RESPITE services for carers in the Edinburgh area are "well below the Scottish average and declining" according to a damning report on elderly care in the capital which also warned that staff shortages meant older people were being left to deteriorate before they qualified for help.

Inspectors rated health and social care services across Edinburgh as either "weak" or "unsatisfactory" in five out of nine quality indicators, with the remaining four categories found to be "adequate".

Delayed discharges from hospital for patients over-65 were "substantially poorer than the national average" due to a shortage of care home places or home care provision, with spending on emergency admissions for the same age group also higher than average.

The report by the Care Inspectorate and Healthcare improvement Scotland is the first time the performance of the new Edinburgh Health and Social Care Partnership - formed by NHS Lothian and Edinburgh City Council - has been reviewed.

Inspectors found that respite provision for older people and their carers was "well below the Scotland average and declining". Relatives needing a break from caring had to book respite "many months beforehand" and emergency respite was "particularly hard to find". The report added that older people were sometimes "admitted to hospital as a ‘social admission’ because their

carers had been hospitalised" and there was no provision to offer them care at home.

The report stressed that while the care services delivered in Edinburgh were "generally of a good quality", many older people and carers "were unable to get help unless their needs were critical".

Inspectors said the partnership had ploughed "substantial funds" into maintaining and expanding existing services "at the expense of investment in early intervention".

They wrote: "A serious concern was the difficulty experienced by older people in getting services before their conditions had deteriorated. Most frontline staff told us they could deal only with the most urgent cases and were unable to give attention to preventative work through early intervention. Priority had to be given to older people needing to be discharged from hospital, which meant people in the community missing out or having to wait much longer for services to meet their needs."

However, the report acknowledged that the timing of the inspection - from October to December 2016 - coincided with a "period of significant transformation" for the partnership.

Inspectors have made 17 recommendations for improvement.

Robbie Pearson, chief executive of Healthcare Improvement Scotland said: “Although the partnership achieved good outcomes for some older people and their carers, too many people had poor experiences and poor outcomes.

“The partnership needs to strengthen care at home.
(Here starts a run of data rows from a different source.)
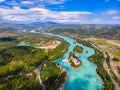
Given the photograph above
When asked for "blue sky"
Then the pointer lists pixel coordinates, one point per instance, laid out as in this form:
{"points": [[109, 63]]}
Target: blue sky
{"points": [[60, 11]]}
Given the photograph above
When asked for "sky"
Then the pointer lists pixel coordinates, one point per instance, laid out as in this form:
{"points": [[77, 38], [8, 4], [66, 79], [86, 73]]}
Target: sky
{"points": [[60, 11]]}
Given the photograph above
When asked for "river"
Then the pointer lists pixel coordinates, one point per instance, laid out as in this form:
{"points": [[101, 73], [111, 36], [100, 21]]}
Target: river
{"points": [[85, 78]]}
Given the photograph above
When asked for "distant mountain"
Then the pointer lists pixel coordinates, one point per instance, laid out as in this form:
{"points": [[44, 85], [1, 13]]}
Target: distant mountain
{"points": [[104, 31]]}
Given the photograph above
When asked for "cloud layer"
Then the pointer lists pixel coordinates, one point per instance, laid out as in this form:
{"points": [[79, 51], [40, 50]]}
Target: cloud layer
{"points": [[41, 14]]}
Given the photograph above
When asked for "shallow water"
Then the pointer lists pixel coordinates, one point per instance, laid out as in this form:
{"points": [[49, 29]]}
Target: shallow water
{"points": [[85, 78]]}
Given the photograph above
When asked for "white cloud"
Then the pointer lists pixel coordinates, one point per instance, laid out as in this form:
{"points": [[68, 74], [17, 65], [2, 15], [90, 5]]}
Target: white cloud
{"points": [[2, 0], [27, 2], [110, 12], [42, 14]]}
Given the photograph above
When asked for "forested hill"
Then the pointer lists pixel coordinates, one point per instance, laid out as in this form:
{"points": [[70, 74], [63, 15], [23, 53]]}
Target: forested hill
{"points": [[110, 32]]}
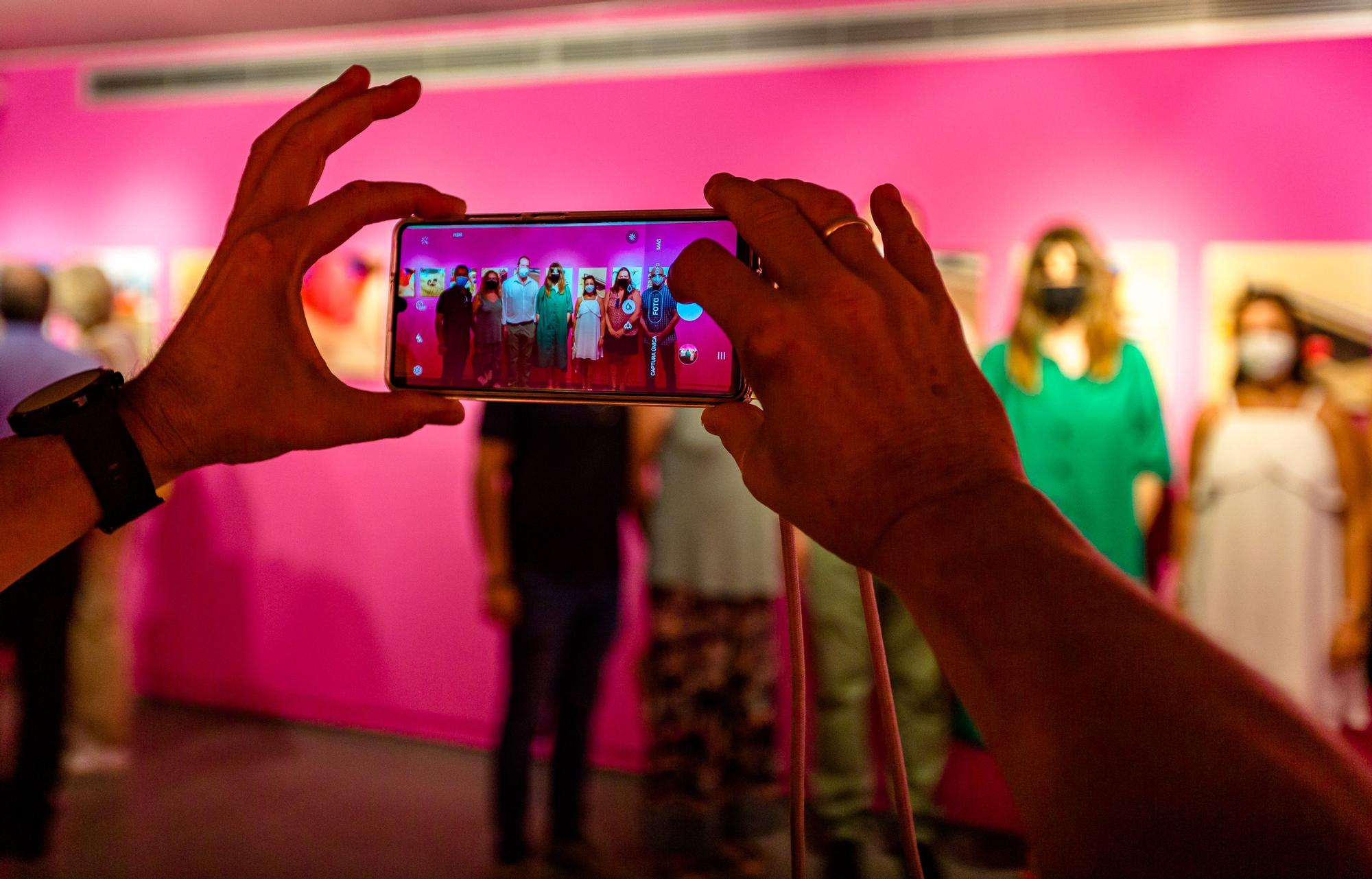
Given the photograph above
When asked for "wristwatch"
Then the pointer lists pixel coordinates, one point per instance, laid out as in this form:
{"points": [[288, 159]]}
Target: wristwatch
{"points": [[82, 410]]}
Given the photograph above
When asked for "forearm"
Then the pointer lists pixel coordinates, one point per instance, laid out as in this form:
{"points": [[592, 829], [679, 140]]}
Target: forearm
{"points": [[46, 503], [1358, 563], [1074, 673], [1149, 491], [493, 518]]}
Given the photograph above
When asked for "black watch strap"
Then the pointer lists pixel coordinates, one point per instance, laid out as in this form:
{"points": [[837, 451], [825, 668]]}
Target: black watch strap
{"points": [[112, 460]]}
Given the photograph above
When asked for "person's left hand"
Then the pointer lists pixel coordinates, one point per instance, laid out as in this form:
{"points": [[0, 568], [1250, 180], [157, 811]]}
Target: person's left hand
{"points": [[1351, 643], [241, 379]]}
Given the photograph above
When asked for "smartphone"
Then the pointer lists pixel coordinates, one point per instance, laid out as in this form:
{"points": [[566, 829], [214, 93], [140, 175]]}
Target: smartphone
{"points": [[558, 307]]}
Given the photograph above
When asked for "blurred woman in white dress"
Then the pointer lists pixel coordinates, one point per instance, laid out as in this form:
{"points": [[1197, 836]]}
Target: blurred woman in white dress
{"points": [[1275, 533]]}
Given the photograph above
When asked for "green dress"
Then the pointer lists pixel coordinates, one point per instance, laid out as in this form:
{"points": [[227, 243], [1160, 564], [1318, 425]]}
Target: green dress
{"points": [[552, 330], [1085, 441]]}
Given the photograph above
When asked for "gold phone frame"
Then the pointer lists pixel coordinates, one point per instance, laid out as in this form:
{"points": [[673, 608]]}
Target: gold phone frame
{"points": [[739, 385]]}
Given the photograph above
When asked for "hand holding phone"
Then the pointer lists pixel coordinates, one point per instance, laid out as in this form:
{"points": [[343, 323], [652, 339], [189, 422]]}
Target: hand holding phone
{"points": [[562, 312]]}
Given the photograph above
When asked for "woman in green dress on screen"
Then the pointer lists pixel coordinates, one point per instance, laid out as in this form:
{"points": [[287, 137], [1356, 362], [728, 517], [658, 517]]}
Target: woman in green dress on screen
{"points": [[554, 327]]}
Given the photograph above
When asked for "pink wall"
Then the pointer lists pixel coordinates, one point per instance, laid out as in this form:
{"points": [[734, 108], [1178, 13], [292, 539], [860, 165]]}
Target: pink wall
{"points": [[283, 587]]}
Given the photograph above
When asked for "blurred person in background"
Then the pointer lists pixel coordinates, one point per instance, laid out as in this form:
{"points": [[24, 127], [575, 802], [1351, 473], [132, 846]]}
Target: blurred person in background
{"points": [[1082, 400], [551, 485], [710, 673], [102, 694], [35, 611], [1274, 535], [488, 320], [842, 782], [555, 322], [453, 320], [519, 296], [624, 309]]}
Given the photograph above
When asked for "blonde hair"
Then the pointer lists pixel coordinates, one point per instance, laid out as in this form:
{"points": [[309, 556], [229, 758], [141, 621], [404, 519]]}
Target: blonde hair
{"points": [[1098, 311], [84, 294], [562, 279]]}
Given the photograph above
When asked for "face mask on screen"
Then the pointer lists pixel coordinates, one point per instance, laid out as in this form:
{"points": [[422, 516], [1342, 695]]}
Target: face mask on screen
{"points": [[1266, 355], [1063, 303]]}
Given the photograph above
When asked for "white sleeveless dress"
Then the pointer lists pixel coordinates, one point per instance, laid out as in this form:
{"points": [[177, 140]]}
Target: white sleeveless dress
{"points": [[1266, 569], [587, 338]]}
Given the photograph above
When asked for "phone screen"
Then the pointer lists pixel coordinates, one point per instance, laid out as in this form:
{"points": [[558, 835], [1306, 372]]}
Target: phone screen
{"points": [[556, 309]]}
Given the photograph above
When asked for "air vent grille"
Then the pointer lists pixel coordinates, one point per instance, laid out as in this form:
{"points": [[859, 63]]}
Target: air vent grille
{"points": [[781, 38]]}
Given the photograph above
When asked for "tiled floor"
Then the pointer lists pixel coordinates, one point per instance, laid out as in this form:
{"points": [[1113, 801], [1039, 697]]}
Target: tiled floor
{"points": [[213, 794]]}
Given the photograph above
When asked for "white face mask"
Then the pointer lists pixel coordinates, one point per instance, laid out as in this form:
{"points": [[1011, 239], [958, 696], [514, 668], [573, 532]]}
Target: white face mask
{"points": [[1266, 355]]}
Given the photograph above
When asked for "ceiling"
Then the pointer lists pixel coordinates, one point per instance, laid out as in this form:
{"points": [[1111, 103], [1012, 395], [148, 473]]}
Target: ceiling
{"points": [[49, 24]]}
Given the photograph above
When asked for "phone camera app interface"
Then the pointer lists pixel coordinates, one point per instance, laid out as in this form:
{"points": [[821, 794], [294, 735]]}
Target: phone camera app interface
{"points": [[555, 307]]}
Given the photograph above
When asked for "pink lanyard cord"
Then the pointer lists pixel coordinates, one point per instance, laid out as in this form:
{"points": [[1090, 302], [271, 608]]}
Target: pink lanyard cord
{"points": [[887, 702]]}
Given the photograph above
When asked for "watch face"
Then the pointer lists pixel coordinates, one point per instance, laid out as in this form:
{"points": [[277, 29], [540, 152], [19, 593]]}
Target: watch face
{"points": [[58, 390]]}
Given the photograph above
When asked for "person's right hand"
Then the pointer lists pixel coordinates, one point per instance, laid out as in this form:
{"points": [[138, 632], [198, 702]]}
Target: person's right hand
{"points": [[241, 379], [872, 407], [503, 602]]}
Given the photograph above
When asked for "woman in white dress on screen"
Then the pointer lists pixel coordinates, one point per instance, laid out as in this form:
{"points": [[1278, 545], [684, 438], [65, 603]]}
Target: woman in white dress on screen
{"points": [[587, 338], [1275, 533]]}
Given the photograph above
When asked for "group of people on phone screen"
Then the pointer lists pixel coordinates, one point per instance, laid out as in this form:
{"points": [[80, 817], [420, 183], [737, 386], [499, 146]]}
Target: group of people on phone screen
{"points": [[504, 326]]}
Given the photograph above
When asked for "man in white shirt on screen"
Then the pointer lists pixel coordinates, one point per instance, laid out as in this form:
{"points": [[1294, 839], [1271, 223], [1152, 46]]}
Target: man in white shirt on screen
{"points": [[521, 297]]}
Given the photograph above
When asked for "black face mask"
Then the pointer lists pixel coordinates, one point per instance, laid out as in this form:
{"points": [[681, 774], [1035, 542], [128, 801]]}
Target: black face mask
{"points": [[1063, 303]]}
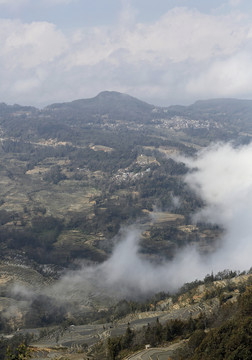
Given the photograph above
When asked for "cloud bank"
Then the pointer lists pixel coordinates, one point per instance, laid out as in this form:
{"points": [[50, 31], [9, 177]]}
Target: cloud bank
{"points": [[181, 56], [222, 176]]}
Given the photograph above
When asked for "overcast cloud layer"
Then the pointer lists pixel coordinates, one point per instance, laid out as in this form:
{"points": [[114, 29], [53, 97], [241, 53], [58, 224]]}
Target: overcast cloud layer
{"points": [[177, 55]]}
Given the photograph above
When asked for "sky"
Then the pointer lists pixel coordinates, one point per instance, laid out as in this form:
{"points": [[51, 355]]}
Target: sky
{"points": [[164, 52]]}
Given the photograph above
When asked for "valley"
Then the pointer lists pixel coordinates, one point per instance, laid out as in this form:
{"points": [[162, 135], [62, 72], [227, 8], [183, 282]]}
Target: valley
{"points": [[73, 177]]}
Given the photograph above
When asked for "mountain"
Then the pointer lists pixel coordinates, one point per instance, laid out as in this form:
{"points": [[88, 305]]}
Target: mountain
{"points": [[114, 105]]}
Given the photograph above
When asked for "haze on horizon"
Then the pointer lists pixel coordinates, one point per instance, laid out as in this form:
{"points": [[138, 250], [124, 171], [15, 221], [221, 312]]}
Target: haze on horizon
{"points": [[163, 52]]}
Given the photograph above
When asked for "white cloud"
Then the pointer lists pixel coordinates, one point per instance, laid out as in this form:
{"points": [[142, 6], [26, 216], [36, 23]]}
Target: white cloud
{"points": [[180, 57], [235, 3], [228, 77]]}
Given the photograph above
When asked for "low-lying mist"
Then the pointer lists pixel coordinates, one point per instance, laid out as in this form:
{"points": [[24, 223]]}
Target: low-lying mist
{"points": [[222, 176]]}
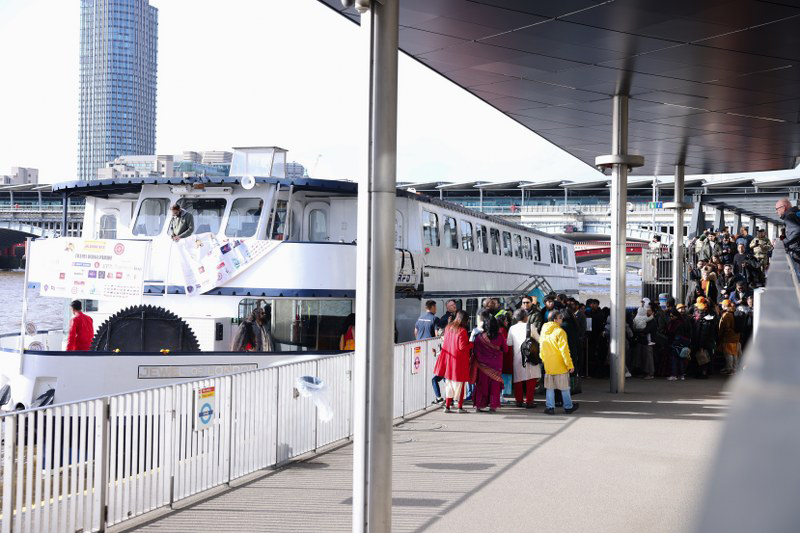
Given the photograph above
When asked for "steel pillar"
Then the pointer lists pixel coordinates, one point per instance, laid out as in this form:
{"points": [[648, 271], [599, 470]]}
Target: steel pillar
{"points": [[737, 223], [374, 359], [64, 211], [620, 162], [677, 235], [698, 221]]}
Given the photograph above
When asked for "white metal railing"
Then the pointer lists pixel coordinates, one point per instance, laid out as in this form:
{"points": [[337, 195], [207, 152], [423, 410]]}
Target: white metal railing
{"points": [[95, 463]]}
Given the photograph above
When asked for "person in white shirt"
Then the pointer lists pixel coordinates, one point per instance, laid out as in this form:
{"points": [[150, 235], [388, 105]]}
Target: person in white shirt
{"points": [[525, 374]]}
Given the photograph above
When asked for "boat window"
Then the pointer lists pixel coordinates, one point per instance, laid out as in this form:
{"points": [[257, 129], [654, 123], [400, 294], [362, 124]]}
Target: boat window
{"points": [[151, 217], [108, 227], [526, 248], [483, 238], [317, 225], [301, 325], [472, 311], [449, 233], [495, 235], [243, 220], [507, 244], [466, 236], [207, 213], [430, 229], [279, 225]]}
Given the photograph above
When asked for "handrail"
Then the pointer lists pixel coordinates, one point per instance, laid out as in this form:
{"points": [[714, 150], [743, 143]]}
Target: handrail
{"points": [[76, 465], [754, 482]]}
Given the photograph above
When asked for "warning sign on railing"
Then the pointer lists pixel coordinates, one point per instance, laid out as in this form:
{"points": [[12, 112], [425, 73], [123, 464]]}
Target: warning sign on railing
{"points": [[416, 359], [205, 403]]}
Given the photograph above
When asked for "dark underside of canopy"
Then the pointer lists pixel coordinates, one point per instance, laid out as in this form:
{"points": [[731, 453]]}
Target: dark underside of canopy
{"points": [[714, 84]]}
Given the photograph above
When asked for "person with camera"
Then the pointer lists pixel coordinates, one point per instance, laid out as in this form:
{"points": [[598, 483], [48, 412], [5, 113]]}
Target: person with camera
{"points": [[524, 342]]}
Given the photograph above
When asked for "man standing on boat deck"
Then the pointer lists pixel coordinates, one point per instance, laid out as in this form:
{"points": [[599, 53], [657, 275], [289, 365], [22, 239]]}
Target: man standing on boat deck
{"points": [[181, 225], [81, 329]]}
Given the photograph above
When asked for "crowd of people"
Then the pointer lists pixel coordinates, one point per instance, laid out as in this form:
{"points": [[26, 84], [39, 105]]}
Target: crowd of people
{"points": [[509, 352]]}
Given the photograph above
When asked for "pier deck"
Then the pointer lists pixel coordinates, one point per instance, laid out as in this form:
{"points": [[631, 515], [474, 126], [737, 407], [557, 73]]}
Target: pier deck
{"points": [[516, 470]]}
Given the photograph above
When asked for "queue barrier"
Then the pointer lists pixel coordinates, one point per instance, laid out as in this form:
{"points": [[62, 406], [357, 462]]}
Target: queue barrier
{"points": [[96, 463]]}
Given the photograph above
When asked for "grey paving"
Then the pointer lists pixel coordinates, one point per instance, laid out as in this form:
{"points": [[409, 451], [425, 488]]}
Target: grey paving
{"points": [[633, 462]]}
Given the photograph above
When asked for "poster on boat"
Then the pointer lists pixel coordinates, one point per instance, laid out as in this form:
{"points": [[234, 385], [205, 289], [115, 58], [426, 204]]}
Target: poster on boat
{"points": [[208, 261], [74, 268]]}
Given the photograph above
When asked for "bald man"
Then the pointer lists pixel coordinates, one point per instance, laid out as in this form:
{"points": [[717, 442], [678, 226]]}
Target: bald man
{"points": [[791, 218]]}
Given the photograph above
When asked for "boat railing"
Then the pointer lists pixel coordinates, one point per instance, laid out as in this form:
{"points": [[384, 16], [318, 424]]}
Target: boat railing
{"points": [[91, 464], [759, 441]]}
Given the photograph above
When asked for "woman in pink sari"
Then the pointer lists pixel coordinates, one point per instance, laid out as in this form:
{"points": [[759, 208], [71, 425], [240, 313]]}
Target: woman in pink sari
{"points": [[488, 348]]}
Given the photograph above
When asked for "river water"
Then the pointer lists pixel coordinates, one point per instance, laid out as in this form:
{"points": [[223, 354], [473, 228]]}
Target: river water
{"points": [[45, 313]]}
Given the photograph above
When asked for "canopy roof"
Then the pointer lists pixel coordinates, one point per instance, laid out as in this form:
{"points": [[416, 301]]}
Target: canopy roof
{"points": [[714, 84]]}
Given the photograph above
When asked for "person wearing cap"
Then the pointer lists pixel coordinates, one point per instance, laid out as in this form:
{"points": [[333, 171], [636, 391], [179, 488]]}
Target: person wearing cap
{"points": [[726, 282], [790, 215], [729, 341], [679, 335], [704, 336], [761, 247], [181, 225], [541, 316]]}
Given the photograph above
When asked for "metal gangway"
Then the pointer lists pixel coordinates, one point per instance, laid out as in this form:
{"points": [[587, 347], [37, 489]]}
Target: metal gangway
{"points": [[96, 463]]}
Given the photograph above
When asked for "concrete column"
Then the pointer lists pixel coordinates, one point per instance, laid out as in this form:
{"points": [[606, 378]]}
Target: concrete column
{"points": [[719, 218], [619, 161], [374, 360], [677, 238]]}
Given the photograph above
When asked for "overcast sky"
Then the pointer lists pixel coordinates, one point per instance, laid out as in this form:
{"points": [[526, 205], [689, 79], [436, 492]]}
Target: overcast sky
{"points": [[256, 72]]}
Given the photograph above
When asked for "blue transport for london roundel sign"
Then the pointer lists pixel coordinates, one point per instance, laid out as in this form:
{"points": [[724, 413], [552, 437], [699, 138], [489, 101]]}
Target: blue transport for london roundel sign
{"points": [[206, 412]]}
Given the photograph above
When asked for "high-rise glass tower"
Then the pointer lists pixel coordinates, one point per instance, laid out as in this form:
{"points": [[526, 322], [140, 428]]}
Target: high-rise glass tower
{"points": [[119, 41]]}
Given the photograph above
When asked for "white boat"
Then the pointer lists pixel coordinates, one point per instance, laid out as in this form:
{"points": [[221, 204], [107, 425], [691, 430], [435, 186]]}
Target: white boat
{"points": [[300, 235]]}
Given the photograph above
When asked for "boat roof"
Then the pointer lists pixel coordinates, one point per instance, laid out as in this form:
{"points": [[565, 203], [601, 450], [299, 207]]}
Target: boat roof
{"points": [[134, 185]]}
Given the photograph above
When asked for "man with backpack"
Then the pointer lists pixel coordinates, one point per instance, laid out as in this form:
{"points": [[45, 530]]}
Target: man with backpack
{"points": [[729, 337]]}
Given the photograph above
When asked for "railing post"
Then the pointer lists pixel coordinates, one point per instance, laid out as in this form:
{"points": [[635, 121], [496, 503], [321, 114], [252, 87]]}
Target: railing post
{"points": [[9, 471], [105, 465]]}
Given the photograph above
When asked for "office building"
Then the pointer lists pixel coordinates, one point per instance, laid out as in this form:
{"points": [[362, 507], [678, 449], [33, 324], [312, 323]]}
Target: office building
{"points": [[117, 82], [20, 175]]}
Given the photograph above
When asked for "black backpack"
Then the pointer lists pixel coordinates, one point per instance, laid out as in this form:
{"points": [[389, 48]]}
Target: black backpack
{"points": [[739, 322], [529, 350]]}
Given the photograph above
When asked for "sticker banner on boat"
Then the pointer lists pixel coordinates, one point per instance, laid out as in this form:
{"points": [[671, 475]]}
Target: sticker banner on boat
{"points": [[88, 269], [209, 262]]}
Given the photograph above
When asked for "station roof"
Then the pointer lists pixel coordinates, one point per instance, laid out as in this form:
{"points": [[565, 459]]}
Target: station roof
{"points": [[714, 84]]}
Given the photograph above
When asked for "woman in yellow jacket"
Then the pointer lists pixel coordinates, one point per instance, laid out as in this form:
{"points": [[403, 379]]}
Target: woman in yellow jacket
{"points": [[554, 352]]}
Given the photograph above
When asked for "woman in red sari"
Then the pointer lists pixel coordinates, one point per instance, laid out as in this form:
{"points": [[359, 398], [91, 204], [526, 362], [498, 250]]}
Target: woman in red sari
{"points": [[456, 348], [489, 349]]}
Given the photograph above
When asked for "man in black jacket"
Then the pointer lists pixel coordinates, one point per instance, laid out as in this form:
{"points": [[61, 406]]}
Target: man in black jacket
{"points": [[726, 282], [791, 218]]}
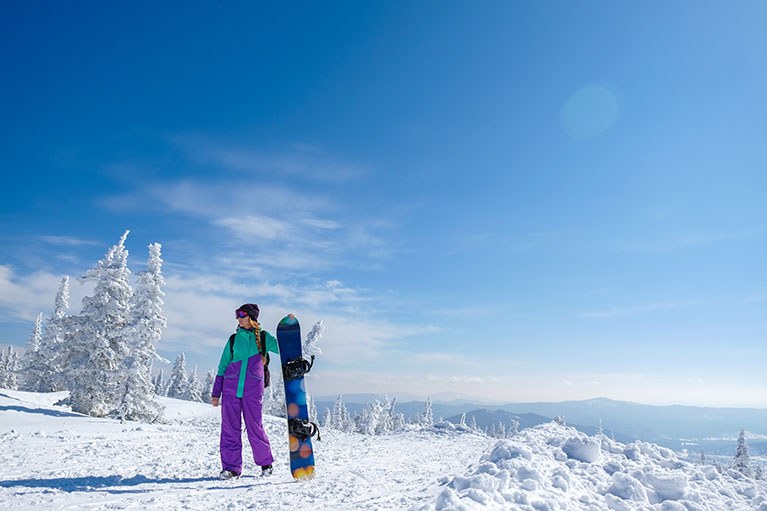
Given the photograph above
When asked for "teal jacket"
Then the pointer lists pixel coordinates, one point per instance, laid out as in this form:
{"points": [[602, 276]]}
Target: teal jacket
{"points": [[245, 353]]}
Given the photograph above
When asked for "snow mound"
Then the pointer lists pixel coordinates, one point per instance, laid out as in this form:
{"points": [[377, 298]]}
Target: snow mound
{"points": [[552, 467]]}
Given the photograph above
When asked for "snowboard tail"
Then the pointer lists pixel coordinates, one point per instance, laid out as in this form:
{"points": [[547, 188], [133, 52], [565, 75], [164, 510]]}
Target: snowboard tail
{"points": [[300, 443]]}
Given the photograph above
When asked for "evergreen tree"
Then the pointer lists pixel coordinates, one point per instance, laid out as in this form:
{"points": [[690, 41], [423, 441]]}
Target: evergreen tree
{"points": [[327, 419], [57, 342], [210, 379], [310, 345], [139, 398], [311, 407], [33, 362], [428, 414], [159, 383], [100, 346], [9, 368], [341, 418], [194, 390], [742, 459], [179, 381]]}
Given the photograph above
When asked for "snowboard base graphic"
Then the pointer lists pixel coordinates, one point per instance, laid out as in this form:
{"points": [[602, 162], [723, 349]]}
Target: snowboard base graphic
{"points": [[300, 444]]}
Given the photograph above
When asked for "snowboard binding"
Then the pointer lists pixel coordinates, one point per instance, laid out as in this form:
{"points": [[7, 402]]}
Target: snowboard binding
{"points": [[295, 369], [303, 429]]}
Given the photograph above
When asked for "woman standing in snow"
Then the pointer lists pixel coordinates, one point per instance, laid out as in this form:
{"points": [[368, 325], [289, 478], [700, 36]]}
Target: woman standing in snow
{"points": [[240, 381]]}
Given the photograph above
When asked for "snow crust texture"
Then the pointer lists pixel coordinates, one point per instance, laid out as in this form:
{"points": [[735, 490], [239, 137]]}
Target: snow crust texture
{"points": [[552, 467], [53, 459]]}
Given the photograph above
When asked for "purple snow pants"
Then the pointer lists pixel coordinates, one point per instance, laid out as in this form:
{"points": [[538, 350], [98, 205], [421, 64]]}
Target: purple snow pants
{"points": [[233, 409]]}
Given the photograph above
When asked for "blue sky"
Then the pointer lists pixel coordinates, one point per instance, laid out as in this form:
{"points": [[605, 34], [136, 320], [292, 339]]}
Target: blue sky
{"points": [[518, 201]]}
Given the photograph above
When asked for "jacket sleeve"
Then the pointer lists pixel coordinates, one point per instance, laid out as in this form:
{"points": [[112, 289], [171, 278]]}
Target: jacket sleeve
{"points": [[271, 343], [226, 359]]}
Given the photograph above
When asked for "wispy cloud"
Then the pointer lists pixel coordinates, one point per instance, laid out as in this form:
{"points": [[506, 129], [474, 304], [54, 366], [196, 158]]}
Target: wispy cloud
{"points": [[298, 160], [612, 312], [67, 241], [23, 297], [681, 241]]}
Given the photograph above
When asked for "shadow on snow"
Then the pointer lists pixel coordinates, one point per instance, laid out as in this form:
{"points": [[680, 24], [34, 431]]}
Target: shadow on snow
{"points": [[112, 484], [44, 411]]}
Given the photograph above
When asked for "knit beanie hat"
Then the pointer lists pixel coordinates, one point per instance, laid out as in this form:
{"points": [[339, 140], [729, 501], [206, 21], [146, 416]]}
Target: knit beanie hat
{"points": [[251, 309]]}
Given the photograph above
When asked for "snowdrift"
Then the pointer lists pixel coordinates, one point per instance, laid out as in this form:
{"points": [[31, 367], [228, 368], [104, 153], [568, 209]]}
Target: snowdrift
{"points": [[552, 467]]}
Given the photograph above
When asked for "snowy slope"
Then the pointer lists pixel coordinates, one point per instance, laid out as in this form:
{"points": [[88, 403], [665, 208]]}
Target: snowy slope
{"points": [[551, 467], [51, 458]]}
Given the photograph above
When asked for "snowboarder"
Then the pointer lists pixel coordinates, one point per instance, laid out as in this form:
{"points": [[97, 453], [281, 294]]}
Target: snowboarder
{"points": [[239, 385]]}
Our inspectors found examples of older people being admitted to hospital because their carer was unable to continue caring, when they could have been supported to stay living at home."

Rob McCulloch-Graham, chief officer of Edinburgh HSCP, said the partnership had already taken "significant steps" to improve.

He added: “After the preliminary inspection results, we established an improvement team which has already produced positive results, almost halving the number of people waiting for care within their homes and reducing hospital waiting times by around 20 per cent.

“This report pulls no punches and there are clear lessons to be learned – however, the inspection was carried out before we implemented a long-term reorganisation of care and we were pleased to note that staff remain positive and committed to the important work they are doing.”